Scatterplot
-
- Used to determine relationship between two continuous variables.
- One variable plotted on x-axis, another on y-axis.
- Positive Correlation: Higher x-values correspond to higher y-values.
- Negative Correlation: Higher x-values correspond to lower y-values.
- Examples:
- Body weight and BMI
- Height and Pressure etc.
Scatterplot Matrix
Linear vs Nonlinear Relationship
Variables changing proportionately in response to each other show linear relationship. Linear relationship is an abstract concept it depends what can be called linear and what can’t in a given context. A linear relationship may exist locally with a non linear relationship globally.
Summary Tables
Method for understanding the relationship between two variables when at least one the variables is discrete.
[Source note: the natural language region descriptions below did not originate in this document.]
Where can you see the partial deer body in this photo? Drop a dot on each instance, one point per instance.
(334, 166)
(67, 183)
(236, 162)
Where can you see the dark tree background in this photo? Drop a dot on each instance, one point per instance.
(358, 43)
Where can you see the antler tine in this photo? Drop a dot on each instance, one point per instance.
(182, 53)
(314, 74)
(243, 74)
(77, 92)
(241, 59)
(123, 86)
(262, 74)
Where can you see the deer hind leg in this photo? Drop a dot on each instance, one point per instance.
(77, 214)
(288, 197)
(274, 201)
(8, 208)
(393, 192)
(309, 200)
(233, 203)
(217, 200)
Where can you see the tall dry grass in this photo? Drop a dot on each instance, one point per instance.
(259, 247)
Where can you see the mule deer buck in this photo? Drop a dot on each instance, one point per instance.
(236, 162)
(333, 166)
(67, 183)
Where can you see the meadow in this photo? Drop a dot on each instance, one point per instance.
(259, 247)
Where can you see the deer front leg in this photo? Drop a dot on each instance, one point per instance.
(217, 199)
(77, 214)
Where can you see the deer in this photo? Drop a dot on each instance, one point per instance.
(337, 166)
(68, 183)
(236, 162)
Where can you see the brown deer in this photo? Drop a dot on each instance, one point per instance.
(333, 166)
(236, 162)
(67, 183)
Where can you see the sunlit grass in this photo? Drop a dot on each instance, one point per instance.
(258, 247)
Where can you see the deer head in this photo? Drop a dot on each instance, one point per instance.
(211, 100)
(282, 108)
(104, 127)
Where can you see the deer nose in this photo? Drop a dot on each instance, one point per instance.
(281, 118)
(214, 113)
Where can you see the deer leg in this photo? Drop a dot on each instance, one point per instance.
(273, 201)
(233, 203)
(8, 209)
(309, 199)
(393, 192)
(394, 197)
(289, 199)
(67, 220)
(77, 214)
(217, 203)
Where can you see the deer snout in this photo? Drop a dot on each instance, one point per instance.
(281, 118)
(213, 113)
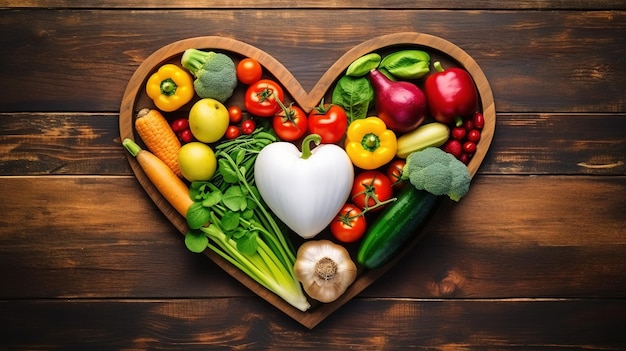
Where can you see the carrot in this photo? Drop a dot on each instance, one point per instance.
(173, 189)
(159, 137)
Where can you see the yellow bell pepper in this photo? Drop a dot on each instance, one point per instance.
(170, 87)
(369, 143)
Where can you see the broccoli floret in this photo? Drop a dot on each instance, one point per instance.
(437, 172)
(215, 73)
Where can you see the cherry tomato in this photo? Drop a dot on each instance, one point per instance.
(349, 225)
(370, 188)
(329, 121)
(185, 136)
(469, 147)
(479, 120)
(232, 132)
(394, 172)
(249, 71)
(234, 114)
(473, 136)
(260, 98)
(291, 124)
(248, 126)
(180, 124)
(458, 133)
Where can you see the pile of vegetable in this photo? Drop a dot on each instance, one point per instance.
(353, 179)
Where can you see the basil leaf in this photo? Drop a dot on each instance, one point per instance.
(196, 242)
(248, 243)
(235, 199)
(228, 172)
(230, 220)
(197, 215)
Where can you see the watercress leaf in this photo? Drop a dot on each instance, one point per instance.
(251, 204)
(238, 155)
(235, 199)
(249, 212)
(213, 198)
(229, 174)
(354, 94)
(248, 243)
(197, 215)
(196, 241)
(230, 220)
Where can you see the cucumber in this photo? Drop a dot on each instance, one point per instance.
(395, 226)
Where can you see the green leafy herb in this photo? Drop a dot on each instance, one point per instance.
(229, 217)
(354, 94)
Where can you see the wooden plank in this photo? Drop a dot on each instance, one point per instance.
(107, 240)
(545, 143)
(241, 323)
(287, 4)
(572, 50)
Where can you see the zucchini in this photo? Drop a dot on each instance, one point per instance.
(395, 226)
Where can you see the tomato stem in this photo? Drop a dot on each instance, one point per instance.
(306, 144)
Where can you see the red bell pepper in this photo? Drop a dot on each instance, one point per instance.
(451, 93)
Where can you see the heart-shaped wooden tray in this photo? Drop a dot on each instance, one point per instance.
(135, 99)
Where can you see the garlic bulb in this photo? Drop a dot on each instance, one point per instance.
(324, 269)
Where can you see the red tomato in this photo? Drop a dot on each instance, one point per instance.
(329, 121)
(394, 172)
(260, 98)
(235, 114)
(248, 126)
(371, 188)
(349, 225)
(291, 124)
(249, 71)
(180, 124)
(232, 132)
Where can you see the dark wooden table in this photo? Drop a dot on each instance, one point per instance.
(533, 257)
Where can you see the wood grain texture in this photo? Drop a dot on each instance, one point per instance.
(526, 143)
(510, 238)
(534, 261)
(553, 61)
(240, 324)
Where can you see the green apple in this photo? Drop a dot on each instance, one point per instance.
(197, 161)
(208, 120)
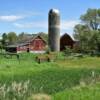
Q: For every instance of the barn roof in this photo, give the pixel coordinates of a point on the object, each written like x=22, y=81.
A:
x=67, y=35
x=23, y=43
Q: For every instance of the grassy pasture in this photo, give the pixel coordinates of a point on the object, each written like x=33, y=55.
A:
x=49, y=77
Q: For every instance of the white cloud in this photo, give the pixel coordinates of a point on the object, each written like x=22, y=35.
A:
x=40, y=24
x=68, y=24
x=10, y=18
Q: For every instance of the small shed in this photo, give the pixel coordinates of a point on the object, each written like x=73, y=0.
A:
x=66, y=41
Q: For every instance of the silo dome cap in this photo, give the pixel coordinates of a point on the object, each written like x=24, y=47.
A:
x=54, y=11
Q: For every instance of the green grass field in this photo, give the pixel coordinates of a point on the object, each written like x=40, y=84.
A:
x=56, y=79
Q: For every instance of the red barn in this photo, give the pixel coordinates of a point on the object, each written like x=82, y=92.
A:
x=35, y=45
x=65, y=41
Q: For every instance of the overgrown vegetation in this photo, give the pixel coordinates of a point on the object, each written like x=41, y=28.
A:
x=48, y=77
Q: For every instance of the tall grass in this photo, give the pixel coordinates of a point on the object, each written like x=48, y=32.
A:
x=46, y=77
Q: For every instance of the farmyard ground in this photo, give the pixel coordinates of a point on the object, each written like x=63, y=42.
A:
x=64, y=79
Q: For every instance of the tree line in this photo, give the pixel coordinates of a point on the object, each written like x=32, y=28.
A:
x=13, y=38
x=88, y=31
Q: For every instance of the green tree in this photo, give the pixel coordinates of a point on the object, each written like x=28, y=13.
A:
x=4, y=39
x=92, y=18
x=12, y=37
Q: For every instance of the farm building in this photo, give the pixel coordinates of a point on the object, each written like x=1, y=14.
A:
x=66, y=41
x=35, y=45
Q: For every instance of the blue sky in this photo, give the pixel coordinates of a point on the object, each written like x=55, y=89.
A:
x=31, y=16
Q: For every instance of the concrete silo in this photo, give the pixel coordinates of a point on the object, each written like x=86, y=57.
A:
x=54, y=30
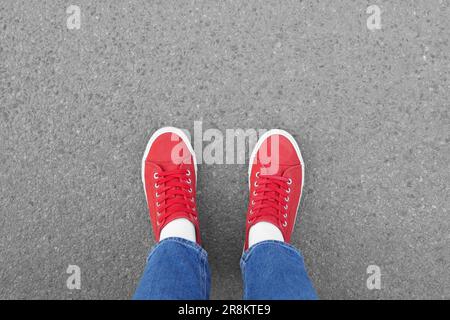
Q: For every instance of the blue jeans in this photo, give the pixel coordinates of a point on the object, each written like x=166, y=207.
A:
x=178, y=269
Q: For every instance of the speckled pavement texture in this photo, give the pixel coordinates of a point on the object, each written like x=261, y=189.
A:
x=370, y=110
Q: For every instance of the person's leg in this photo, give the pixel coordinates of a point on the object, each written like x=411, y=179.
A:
x=177, y=267
x=275, y=270
x=271, y=268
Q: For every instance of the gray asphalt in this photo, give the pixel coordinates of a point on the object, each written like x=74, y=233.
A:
x=370, y=110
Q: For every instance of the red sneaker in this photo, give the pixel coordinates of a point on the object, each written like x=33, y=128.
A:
x=169, y=175
x=276, y=172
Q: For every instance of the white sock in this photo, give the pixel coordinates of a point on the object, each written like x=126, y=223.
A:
x=264, y=231
x=181, y=228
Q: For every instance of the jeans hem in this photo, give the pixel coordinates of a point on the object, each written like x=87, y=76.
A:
x=184, y=242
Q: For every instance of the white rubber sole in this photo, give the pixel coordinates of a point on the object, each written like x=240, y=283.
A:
x=154, y=136
x=297, y=150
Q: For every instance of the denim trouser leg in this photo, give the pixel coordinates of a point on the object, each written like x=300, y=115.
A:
x=275, y=270
x=176, y=269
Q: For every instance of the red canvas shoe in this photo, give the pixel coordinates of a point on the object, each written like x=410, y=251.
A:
x=276, y=172
x=169, y=175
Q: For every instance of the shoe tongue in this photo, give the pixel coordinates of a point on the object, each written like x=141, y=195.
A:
x=175, y=209
x=274, y=171
x=269, y=212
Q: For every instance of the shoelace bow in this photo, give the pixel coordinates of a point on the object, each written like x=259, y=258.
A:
x=173, y=194
x=270, y=198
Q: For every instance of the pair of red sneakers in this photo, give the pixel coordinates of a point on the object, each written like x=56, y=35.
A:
x=169, y=175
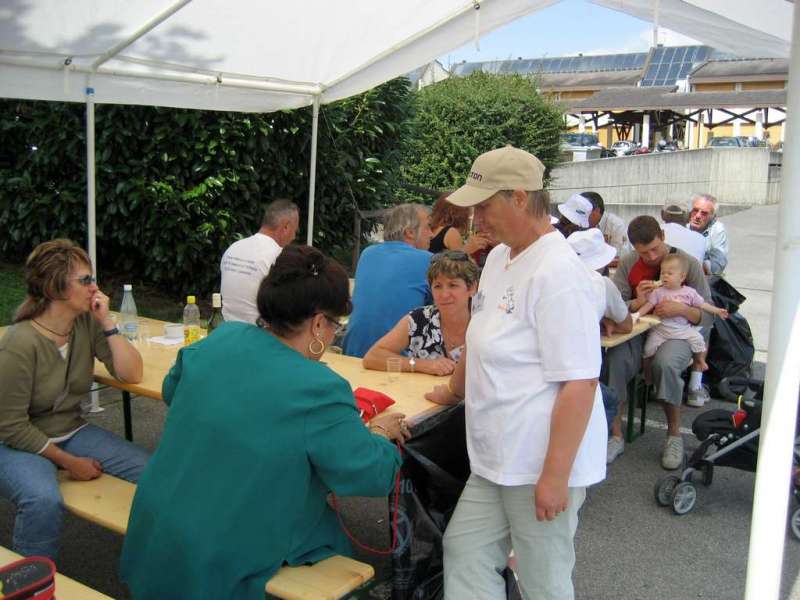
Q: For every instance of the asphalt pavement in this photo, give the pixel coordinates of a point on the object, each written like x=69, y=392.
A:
x=628, y=547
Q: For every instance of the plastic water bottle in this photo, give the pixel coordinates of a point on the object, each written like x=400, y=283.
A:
x=128, y=317
x=216, y=313
x=191, y=321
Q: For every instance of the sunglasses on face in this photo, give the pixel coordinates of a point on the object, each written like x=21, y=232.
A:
x=86, y=280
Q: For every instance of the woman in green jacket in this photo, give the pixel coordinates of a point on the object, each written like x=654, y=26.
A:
x=258, y=432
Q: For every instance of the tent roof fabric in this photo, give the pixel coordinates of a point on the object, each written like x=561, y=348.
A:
x=764, y=68
x=245, y=55
x=665, y=98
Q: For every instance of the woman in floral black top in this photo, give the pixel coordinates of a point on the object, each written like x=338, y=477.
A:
x=431, y=338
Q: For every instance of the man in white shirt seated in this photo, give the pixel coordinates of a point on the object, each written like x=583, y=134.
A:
x=247, y=261
x=678, y=235
x=703, y=219
x=611, y=226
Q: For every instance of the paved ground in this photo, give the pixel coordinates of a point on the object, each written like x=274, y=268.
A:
x=628, y=548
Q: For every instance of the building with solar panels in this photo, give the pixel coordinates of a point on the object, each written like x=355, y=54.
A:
x=686, y=95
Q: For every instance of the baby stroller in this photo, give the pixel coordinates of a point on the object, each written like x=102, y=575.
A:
x=728, y=439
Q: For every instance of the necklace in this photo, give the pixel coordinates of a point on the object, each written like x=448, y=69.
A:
x=51, y=330
x=510, y=262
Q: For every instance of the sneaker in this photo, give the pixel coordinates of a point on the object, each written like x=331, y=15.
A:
x=698, y=397
x=616, y=446
x=672, y=455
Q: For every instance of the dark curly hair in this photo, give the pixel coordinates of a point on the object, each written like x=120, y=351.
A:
x=302, y=282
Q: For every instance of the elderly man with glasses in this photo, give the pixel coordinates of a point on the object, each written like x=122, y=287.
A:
x=391, y=278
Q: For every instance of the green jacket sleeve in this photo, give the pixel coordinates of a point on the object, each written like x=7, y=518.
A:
x=348, y=459
x=16, y=429
x=172, y=378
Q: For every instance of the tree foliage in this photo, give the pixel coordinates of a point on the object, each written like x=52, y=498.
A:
x=176, y=187
x=460, y=118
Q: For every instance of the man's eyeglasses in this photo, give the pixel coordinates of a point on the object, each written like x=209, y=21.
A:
x=86, y=280
x=458, y=255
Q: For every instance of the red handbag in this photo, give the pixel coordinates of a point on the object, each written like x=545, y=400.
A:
x=31, y=578
x=371, y=402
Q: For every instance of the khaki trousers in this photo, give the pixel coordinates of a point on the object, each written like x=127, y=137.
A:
x=488, y=522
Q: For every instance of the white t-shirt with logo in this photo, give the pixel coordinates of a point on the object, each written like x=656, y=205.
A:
x=534, y=325
x=243, y=266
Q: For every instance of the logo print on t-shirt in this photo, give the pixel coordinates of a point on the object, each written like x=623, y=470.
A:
x=507, y=301
x=477, y=302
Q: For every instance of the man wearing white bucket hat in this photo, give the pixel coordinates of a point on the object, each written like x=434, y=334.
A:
x=534, y=415
x=592, y=249
x=574, y=214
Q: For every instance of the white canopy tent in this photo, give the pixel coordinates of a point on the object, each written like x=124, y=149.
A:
x=246, y=55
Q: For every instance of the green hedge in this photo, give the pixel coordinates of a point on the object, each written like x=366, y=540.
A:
x=460, y=118
x=176, y=187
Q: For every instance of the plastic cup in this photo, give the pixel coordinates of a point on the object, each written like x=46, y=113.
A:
x=394, y=366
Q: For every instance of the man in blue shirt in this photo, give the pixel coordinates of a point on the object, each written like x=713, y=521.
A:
x=391, y=278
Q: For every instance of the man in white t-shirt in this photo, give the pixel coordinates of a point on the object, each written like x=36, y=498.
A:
x=536, y=432
x=678, y=235
x=246, y=262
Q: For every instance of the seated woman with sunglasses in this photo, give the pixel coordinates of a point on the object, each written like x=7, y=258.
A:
x=431, y=338
x=46, y=366
x=259, y=430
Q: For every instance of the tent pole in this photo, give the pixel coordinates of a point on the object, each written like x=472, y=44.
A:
x=93, y=404
x=768, y=525
x=312, y=183
x=90, y=179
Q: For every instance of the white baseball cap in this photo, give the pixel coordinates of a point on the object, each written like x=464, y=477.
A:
x=591, y=248
x=576, y=209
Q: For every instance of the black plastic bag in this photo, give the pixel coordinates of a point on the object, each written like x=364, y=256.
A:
x=434, y=472
x=724, y=295
x=730, y=345
x=730, y=348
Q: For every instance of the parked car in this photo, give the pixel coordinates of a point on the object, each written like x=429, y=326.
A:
x=665, y=146
x=578, y=141
x=724, y=141
x=624, y=147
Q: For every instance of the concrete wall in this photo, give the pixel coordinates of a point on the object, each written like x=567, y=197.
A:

Example: Summary information about ages of active psychologists by demographics.
Ages | (1) Total Active Psychologists | Active Psychologists by Gender | Active Psychologists by Race/Ethnicity | ||||
---|---|---|---|---|---|---|---|
(2) Female | (3) Male | (4) Asian | (5) Black/ African American | (6) Hispanic | (7) White | ||
Mean | 50.5 | 47.9 | 55.1 | 46.5 | 47.9 | 46.4 | 51.1 |
Median | 51 | 48 | 57 | 43 | 46 | 44 | 53 |
Std. Dev. | 12.5 | 12.4 | 11.4 | 13.3 | 10.3 | 11.2 | 12.6 |
Discrete Variable(s): Demography: (1), (2), (3), (4), (5), (6), (7)
Continuous Variable: Age
- Cross-Tabulation Tables/ Crosstabs/ Contingency Tables
- Method for summarizing two categorical variables
- In practice, continuous variables may be at times summarized as categorical variables.
- Example: Age could be divided into categories as young, adult and senior citizen, etc. Income could be divided into categories as poor, middle class, upper middle class, wealthy, etc.
- Correlation Coefficient
- A quantification of the linear relationship between two variables
- Ranges from -1 to +1
- Used for variables on an interval or ratio scale
\(
r_{xy}\) = \( \frac{\sum_{i=1}^{i=n}\left({x_i\,-\,\bar{x}}\right)\left({y_i\,-\,\bar{y}}\right)}{\left(n\,-\,1\right)s_{x}s_{y}}
\) = \(
\frac{\sum{\left( {x_i\,-\,\bar{x}} \right)}\left( {y_i\,-\,\bar{y}} \right)}{\sqrt{\sum\left({x_i\,-\,\bar{x}}\right)^2\sum\left({y_i\,-\,\bar{y}}\right)^2}}
\)
NOTE: Correlation coefficient does not capture nonlinear relationships. Many nonlinear relationships might exist which are not captured (\(r\) = 0) by correlation coefficient.